Datum:09.01.2003 - Rating: 4/5Damaskus ist ein wunderbare Stadt, eine Stadt, die einem neugierigen Touristen sehr viel gibt. Man sieht vieles, die Leute sind höflich, gastfreundlich. Als Tourist sieht man aber selten hinter die Kulissen, Gespräche mit den Einheimischen bleiben (wenigstens bei mir) irgendwie an der Oberfläche.
Die niederländische Reiseschriftstellerin Lieve Joris sah tiefer in die syrische Realität hinein. Sie studierte vor Jahren mit der Syrerin Hala in Bagdad.
1992/93 besucht sie sie wieder in der Stadt Damaskus.
Hala lebt mit mit ihrer Tochter alleine (was in dieser Stadt sehr exotisch ist), ihr Mann, ein dogmatischer Marxist, wurde vor 12 Jahren von der Geheimpolizei verhaftet.
Alleine, im Hintergrund ihre Familie und die Familie des Ehemannes, die sich nur schwer abfinden mit einer alleinlebenden Frau, im Hintergrund aber immer auch der Ehemann mit seinen traditionellen Lebensvorstellungen.
Ein schwieriges Leben.
Die Autorin schildert nun diesen Besuch.
Das Leben bei der Freundin zu Hause.
Besuche bei den Eltern.
Reisen im Land, unter anderem nach Palmyra, nicht zum Touristen-Palmyra, sondern zum Gefängnis.
Für alle, die Syrien besuchen wollen, ein empfehlenswertes Buch..
Faszinierende Reise durch das heutige Syrien
Datum:08.05.2002 - Rating: 5/5Lieve Joris hat ihre Freundin Hala in Damaskus besucht und in ihrem hier vorliegenden Buch schildert sie ihre Eindrücke.
Die ersten Monate hat sie fast ausschließlich mit ihrer Freundin und ihrer Familie verbracht, somit auch das syrische Leben aus einer einzigen Perspektive gesehen.
Diese Beschreibungen des Alltages in Damaskus sind spannend, man leidet mit, man kann die quirligen Gassen von Damaskus fast schon vor sich sehen, wie man auch den Suq hören und riechen kann, aber auch als Leser bekommt man lediglich diesen einen Blickwinkel vermittelt.
Ist man dann jedoch bei ca. der Hälfte des Buches angekommen, und Lieve Joris mit neuen Leuten zusammengetroffen, fängt das Syrienbild das vorher aufgebaut wurde an zu wackeln. Eine Reise nach Palmyra und eine Wüsentwanderung fangen an neue Sichtweisen und Zweifel an dem vorher erlebten einzubringen.
Nicht nur beim Leser, sondern auch bei Lieve Joris.
Wie die Autorin bleibt auch der Leser für den Rest des Buches gefühlsmäßig hin- und hergerissen und das in westlichen Nachrichten verbreitete Arabien Bild ist auch nachhaltig auf den Kopf gestellt.
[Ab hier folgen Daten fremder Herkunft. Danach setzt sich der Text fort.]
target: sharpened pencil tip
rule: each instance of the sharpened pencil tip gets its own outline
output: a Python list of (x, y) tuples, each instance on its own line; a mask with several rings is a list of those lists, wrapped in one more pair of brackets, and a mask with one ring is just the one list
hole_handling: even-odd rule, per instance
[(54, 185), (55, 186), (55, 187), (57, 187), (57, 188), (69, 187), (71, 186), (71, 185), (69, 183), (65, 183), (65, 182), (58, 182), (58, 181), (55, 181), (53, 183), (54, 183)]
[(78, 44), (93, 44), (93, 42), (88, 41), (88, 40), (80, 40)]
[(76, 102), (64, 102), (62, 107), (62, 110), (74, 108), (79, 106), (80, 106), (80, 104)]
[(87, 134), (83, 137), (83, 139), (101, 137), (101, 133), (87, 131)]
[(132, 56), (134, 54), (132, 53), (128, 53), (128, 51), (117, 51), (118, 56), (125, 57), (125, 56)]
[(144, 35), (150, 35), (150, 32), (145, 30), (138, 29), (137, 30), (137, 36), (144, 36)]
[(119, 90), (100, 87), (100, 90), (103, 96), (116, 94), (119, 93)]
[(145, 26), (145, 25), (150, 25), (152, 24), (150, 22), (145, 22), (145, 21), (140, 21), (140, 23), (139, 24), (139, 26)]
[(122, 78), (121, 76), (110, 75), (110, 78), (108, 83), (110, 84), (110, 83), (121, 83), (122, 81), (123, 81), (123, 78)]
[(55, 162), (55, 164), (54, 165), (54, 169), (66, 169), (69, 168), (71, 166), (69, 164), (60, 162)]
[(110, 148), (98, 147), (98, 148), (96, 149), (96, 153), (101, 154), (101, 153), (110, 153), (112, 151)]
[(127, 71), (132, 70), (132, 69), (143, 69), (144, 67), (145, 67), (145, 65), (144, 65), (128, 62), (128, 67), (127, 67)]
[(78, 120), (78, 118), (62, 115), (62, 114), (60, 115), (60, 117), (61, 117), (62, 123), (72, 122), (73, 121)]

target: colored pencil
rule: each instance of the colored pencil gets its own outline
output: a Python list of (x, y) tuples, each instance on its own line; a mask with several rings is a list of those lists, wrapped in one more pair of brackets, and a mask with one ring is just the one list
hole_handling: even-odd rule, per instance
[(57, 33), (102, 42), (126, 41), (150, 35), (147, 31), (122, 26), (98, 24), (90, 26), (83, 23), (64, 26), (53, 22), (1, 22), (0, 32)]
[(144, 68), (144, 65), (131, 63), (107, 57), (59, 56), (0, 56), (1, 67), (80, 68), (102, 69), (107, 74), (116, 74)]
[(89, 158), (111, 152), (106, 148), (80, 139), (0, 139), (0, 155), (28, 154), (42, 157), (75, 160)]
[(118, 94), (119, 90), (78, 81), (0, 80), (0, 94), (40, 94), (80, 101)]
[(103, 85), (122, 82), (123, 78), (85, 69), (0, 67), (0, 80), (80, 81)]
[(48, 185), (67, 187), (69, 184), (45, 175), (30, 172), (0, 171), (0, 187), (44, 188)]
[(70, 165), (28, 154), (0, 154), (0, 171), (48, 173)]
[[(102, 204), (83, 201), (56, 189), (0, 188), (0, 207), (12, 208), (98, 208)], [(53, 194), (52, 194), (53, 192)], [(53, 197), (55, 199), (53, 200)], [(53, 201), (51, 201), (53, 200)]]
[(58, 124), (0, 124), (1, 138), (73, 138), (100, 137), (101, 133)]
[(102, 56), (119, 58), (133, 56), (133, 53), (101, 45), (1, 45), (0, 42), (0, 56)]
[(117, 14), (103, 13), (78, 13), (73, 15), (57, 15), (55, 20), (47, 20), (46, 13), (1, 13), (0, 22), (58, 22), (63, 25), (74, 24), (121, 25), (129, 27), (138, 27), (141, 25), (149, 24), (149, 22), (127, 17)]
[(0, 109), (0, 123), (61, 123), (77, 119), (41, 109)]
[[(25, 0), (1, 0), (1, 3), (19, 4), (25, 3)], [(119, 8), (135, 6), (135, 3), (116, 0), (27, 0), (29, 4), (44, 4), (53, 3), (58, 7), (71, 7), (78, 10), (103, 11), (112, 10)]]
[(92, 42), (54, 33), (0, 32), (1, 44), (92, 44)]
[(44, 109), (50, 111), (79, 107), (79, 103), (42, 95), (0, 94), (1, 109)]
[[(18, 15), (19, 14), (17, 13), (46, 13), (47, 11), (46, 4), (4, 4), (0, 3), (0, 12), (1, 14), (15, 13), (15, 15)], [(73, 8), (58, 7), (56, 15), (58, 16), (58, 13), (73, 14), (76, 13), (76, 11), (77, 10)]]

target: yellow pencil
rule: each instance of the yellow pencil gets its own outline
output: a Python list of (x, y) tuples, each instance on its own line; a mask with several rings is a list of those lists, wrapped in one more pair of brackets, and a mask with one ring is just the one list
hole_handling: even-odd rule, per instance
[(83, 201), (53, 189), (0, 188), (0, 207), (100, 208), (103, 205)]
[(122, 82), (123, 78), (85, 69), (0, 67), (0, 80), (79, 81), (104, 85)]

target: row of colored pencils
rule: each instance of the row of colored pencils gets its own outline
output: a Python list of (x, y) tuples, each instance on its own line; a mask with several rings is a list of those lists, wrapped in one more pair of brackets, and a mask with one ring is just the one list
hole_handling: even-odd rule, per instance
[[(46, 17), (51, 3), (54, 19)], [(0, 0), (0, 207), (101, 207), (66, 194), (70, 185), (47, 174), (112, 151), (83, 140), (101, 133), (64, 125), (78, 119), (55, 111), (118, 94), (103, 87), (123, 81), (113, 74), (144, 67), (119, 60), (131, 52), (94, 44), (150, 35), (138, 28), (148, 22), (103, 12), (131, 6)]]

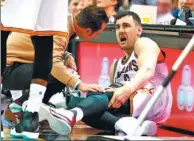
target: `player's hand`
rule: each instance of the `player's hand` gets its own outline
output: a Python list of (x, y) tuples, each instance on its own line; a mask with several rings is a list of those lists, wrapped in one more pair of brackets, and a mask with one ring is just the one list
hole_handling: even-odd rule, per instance
[(118, 88), (111, 88), (111, 87), (109, 87), (109, 88), (106, 89), (106, 92), (113, 92), (114, 93), (117, 89)]
[(129, 91), (125, 87), (117, 88), (108, 107), (115, 109), (120, 108), (129, 99), (129, 96)]
[(78, 89), (82, 92), (105, 92), (104, 88), (97, 84), (80, 83)]
[(67, 59), (65, 60), (64, 62), (64, 65), (74, 71), (77, 71), (77, 66), (76, 66), (76, 63), (75, 63), (75, 59), (73, 58), (72, 55), (69, 55), (67, 57)]

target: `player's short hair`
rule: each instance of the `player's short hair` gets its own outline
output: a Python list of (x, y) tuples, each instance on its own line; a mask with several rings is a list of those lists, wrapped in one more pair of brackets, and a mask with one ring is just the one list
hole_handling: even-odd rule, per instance
[(117, 20), (119, 20), (125, 16), (132, 16), (133, 19), (135, 20), (136, 24), (142, 25), (140, 17), (135, 12), (132, 12), (132, 11), (119, 11), (116, 15), (115, 22), (117, 22)]
[(106, 12), (96, 6), (84, 8), (75, 18), (79, 26), (91, 28), (93, 32), (98, 31), (103, 23), (108, 23), (109, 21)]
[(123, 6), (123, 1), (124, 0), (117, 0), (117, 4), (115, 5), (115, 11), (118, 12), (119, 8)]

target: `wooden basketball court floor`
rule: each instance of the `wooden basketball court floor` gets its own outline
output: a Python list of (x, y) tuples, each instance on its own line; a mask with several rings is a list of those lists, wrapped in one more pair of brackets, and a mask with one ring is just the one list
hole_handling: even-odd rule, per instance
[[(6, 141), (21, 141), (23, 139), (21, 138), (11, 138), (9, 135), (10, 129), (4, 128), (4, 139)], [(125, 140), (124, 137), (118, 137), (114, 136), (113, 133), (110, 132), (104, 132), (102, 130), (91, 128), (87, 125), (85, 125), (82, 122), (78, 122), (73, 130), (72, 133), (68, 136), (61, 136), (57, 135), (55, 132), (53, 132), (48, 123), (44, 122), (41, 124), (40, 128), (40, 141), (46, 141), (46, 140), (101, 140), (101, 141), (116, 141), (116, 140)], [(194, 140), (194, 137), (130, 137), (129, 140)]]

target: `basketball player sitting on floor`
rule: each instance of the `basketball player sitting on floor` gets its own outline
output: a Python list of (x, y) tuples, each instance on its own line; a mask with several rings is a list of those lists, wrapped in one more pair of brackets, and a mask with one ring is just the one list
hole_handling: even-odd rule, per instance
[[(87, 20), (85, 20), (87, 19)], [(47, 86), (44, 96), (44, 102), (57, 91), (64, 89), (65, 85), (72, 88), (79, 88), (82, 91), (103, 91), (104, 89), (95, 84), (84, 84), (76, 75), (72, 75), (64, 65), (64, 51), (68, 42), (79, 36), (83, 40), (91, 40), (99, 35), (108, 23), (108, 17), (102, 8), (91, 6), (82, 10), (76, 17), (69, 17), (68, 36), (54, 36), (53, 47), (53, 68), (49, 78), (51, 81)], [(12, 33), (8, 39), (7, 64), (8, 67), (4, 73), (3, 87), (7, 90), (25, 90), (29, 89), (33, 72), (34, 48), (28, 34)], [(43, 57), (43, 56), (42, 56)], [(44, 58), (44, 57), (43, 57)], [(53, 79), (53, 77), (55, 79)], [(54, 80), (54, 81), (53, 81)], [(53, 85), (52, 85), (53, 84)], [(55, 92), (54, 92), (55, 91)], [(13, 93), (13, 108), (20, 110), (22, 93)], [(25, 98), (24, 98), (25, 99)], [(26, 100), (26, 99), (25, 99)], [(23, 120), (23, 119), (21, 119)], [(22, 130), (13, 128), (11, 135), (21, 137)]]
[[(80, 120), (94, 128), (128, 134), (131, 124), (124, 116), (138, 118), (168, 75), (164, 52), (151, 39), (140, 37), (141, 34), (141, 20), (136, 13), (118, 13), (116, 36), (125, 56), (111, 67), (112, 85), (105, 93), (89, 92), (87, 98), (69, 97), (69, 110), (42, 104), (40, 121), (48, 120), (51, 128), (63, 135), (69, 134)], [(154, 135), (156, 123), (167, 120), (171, 107), (172, 93), (168, 85), (138, 131), (144, 135)]]

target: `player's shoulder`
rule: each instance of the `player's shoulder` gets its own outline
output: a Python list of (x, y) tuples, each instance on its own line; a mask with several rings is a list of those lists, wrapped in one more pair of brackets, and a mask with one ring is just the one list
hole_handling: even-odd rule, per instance
[(136, 41), (137, 43), (156, 43), (154, 40), (148, 38), (148, 37), (140, 37), (139, 39), (137, 39)]
[(151, 48), (151, 47), (159, 48), (157, 43), (148, 37), (141, 37), (141, 38), (137, 39), (137, 41), (135, 43), (135, 47), (146, 47), (146, 46), (149, 48)]

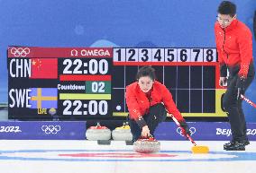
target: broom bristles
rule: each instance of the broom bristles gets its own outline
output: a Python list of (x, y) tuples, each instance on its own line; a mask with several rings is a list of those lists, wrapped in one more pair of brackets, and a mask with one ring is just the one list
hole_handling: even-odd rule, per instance
[(208, 152), (209, 148), (207, 146), (196, 145), (192, 147), (192, 153), (194, 154), (204, 154)]

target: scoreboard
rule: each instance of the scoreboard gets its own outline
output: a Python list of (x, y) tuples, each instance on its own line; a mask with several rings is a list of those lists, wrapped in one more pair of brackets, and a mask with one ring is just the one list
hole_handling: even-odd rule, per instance
[(125, 117), (125, 87), (152, 65), (184, 117), (224, 117), (211, 48), (8, 48), (10, 119)]

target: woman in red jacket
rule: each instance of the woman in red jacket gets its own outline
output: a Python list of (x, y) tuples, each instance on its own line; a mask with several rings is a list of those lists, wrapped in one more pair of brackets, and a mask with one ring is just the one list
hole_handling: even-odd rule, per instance
[(246, 135), (241, 94), (244, 94), (255, 74), (252, 61), (252, 34), (245, 24), (236, 19), (236, 6), (229, 1), (223, 1), (218, 7), (215, 32), (221, 69), (220, 85), (227, 82), (227, 90), (222, 102), (224, 108), (228, 112), (233, 134), (232, 141), (225, 143), (224, 149), (243, 151), (245, 145), (250, 143)]
[(143, 66), (137, 73), (136, 79), (137, 82), (126, 87), (125, 95), (133, 141), (153, 134), (159, 123), (165, 120), (167, 111), (184, 128), (183, 134), (190, 134), (171, 93), (165, 85), (155, 81), (155, 70), (151, 66)]

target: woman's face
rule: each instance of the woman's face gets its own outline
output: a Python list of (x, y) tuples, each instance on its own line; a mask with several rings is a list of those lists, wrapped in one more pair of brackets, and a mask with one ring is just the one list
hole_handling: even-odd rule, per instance
[(143, 92), (148, 92), (150, 91), (150, 90), (151, 90), (154, 82), (149, 76), (143, 76), (143, 77), (140, 77), (138, 83), (139, 83), (140, 89)]

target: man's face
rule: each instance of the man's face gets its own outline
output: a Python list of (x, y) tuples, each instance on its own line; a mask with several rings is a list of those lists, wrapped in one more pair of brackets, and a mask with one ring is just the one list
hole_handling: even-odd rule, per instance
[(231, 22), (233, 22), (233, 20), (234, 20), (236, 17), (236, 15), (234, 15), (233, 17), (230, 16), (229, 14), (221, 14), (218, 13), (217, 15), (217, 21), (220, 23), (222, 28), (226, 28), (228, 27)]
[(140, 89), (143, 92), (150, 91), (150, 90), (151, 90), (153, 86), (153, 83), (154, 83), (153, 80), (151, 80), (149, 76), (141, 77), (138, 81)]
Jedoch versteht es die Autorin ausgezeichnet keine Wertung mit einzubringen. Emotionen - ja. Allerdings werden diese dann mit einem abgekühlten Gemüt immer wieder etwas genauer betrachtet!
Emigrierte Syrer von den Lieve Joris in ihrem Buch schreibt, werfen ihren Landsleuten vor sich nicht wirklich für die anderen, westlichen Kulturen zu interessieren. Doch wie stark interessieren sich die westlichen Kulturen eigentlich für die arabische?
Eine Frage die sich dem Leser immer wieder aufdrängt bleibt auch zum Schluss noch unbeantwortet. Was unterscheidet uns, was teilt uns eigentlich wirklich in zwei Lager?
Als ich selbst einmal in Syrien war und Aleppo besucht habe, hat mir ein muslimischer Freund eine Anekdote erzählt: Es waren einmal drei Brüder, die ihren Weg zusammen gingen. Dann kam Jesus und einer der Brüder ging mit Jesus. Dann kam Mohammed und ein anderer ging mit Mohammed. Der dritte Bruder ging alleine weiter. Aber wir bleiben doch trotz allem immer Brüder!
Schön wäre es wenn sich dieses Denken weiter verbreiten würde...
Damaskus-eine unbekannte Kultur
Datum:29.01.2001 - Rating: 5/5Wer kennt schon Damaskus und erst gar das Leben einer jungen Frau in dieser Stadt, die ihr Kind alleine durchbringen muß. Der Mann ist seit Jahren als politischer Häftling eingesperrt, Hala, die junge Syrerin lehrt an der Universität, wird aber daneben von ihrer Familie total vereinnahmt. Über dem Alltagsleben schwebt das Damoklesschwert der mukhabarat (Geheimpolizei). Doch das ist nur die eine Seite, des auch lebensfrohen und farbenprächtigen Damaskus.